I’ve actually thought and read quite a bit about this, so here are some thoughts:
– human beings are interconnected, change over the life-span and are part of a bigger social and ecological system (literally, not just that they happen to live in it, or even just that they need it to survive, but they are actually physically part of it)
– human beings have two key tendencies – to want what they can get for themselves (or those they see as extensions of themselves), and to look after each other and share. While both are important, the second is more important to our survival, but is deeply under-valued (largely because of patriarchal systems that have dominated our epistemology for thousands of years)
Concepts and measures:
– understand the economy as work (what we have to do to survive and live in the way we want to live)
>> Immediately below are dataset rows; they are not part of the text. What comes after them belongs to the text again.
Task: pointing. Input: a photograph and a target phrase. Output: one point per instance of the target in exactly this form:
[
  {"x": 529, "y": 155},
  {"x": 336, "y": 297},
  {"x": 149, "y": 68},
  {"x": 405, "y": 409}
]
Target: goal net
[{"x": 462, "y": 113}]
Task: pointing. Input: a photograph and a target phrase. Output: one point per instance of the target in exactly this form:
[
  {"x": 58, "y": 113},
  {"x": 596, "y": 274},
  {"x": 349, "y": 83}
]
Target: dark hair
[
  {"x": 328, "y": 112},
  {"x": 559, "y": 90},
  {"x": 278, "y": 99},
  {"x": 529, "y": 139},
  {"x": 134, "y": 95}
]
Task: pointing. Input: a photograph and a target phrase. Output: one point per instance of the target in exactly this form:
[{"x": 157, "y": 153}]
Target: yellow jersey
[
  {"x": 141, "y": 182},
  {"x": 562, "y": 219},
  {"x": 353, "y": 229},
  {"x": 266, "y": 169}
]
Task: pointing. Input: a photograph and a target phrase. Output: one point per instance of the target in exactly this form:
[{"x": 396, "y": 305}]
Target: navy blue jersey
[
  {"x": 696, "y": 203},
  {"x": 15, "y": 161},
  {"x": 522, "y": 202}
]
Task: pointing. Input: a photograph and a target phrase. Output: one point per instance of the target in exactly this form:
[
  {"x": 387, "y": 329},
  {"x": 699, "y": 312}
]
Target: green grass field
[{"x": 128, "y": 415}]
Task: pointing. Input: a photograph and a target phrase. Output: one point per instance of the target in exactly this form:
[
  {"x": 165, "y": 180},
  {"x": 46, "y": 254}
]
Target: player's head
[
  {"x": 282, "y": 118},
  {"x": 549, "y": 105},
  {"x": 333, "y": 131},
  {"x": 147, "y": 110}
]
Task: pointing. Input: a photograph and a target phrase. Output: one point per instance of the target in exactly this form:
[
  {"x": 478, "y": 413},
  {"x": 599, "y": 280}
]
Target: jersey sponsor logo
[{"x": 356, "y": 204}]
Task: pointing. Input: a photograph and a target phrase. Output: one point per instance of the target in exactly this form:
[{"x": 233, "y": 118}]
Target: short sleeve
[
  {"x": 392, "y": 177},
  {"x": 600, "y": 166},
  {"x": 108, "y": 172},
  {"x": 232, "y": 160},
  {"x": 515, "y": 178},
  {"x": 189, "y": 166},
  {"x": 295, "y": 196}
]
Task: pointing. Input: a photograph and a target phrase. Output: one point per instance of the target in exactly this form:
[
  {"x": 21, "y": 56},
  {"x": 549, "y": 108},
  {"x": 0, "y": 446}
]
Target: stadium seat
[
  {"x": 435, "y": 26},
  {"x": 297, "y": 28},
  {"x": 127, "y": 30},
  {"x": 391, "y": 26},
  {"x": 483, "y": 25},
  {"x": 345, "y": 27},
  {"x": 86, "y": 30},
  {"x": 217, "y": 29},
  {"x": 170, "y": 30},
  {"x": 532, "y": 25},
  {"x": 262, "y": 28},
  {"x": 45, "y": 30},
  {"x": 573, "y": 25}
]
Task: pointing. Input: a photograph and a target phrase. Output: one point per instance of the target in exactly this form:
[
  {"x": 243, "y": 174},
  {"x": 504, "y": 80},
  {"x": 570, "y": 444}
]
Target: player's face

– measure all work (paid and unpaid) recognising that the function of money is to act as a substitute for goods and services that are exchanged, and that it is inadequate and indeed misleading as a measure of value
-apply an evaluative frame (this is the hard bit) that can help us work out what is ‘creative/productive’ work and what is ‘causing/fixing problems’ work (eg producing healthy food is creative/productive work, marketing tobacco and treating tobacco related illness are causing/fixing problems work – which is not to say that “fixing” problems should not be valued, it will always be needed, but we need to work out how much of our time and energy is going into that and how much of it could be avoided).
Obviously this last point about the evaluative frame is a simplification of very complex issues, but that’s the area I think we need to work on – the other points are pretty straightforward (although that won’t stop people with vested interests from contesting them, of course).
There is work going on in this area, I haven’t looked at in detail for a while, but one reference that I found useful when I last looked at it was:
Costanza, R., M. Hart, et al. (2009). Beyond GDP: The Need for New Measures of Progress.The Pardee Papers. Boston, Boston University The Frederick S Pardee Centre for the Study of the Longer-Range Future.
The ABS also had a project on measures of wellbeing, not sure what has happened to that.
Thanks Val: Some of what you have said fits in with other concepts that I have played with from time to time.
Moral consideration: This is about the extent to which people (and other things) are given “moral consideration” and the extent of this consideration. For example, the “moral consideration” my wife and I give to with each other is much stronger than what we give to an unnamed person living on the other side of the world. My wife and I would feel morally obliged to share food with each other no matter how little food we had – less so to others that less closely related, more distant etc.) Moral progress is about strengthening the moral consideration we give to others and widening circle of people and things we consider worthy of our moral consideration.
One of the things i find disturbing about about our governments is the way they have tried to reduce our circle of moral consideration by vilifying those they want to exclude. Think “illegal immigrants” and Manus Island. Think all that talk about “avoiding work” and their plan to allow under thirties to go 6 months without income and….
You are right. What we measure is crucial. If we use crude measures like GDP producing and selling cigarettes ads to the GDP in terms of both the sales and the extra money spent on public health. I liked your separation of
I also think it is important to include unpaid work in any sensible measure of the economy.
One of the reasons I keep going on about worksharing is that, without worksharing doing something about getting rid of the “causing” work is going to push up unemployment levels to politically toxic levels.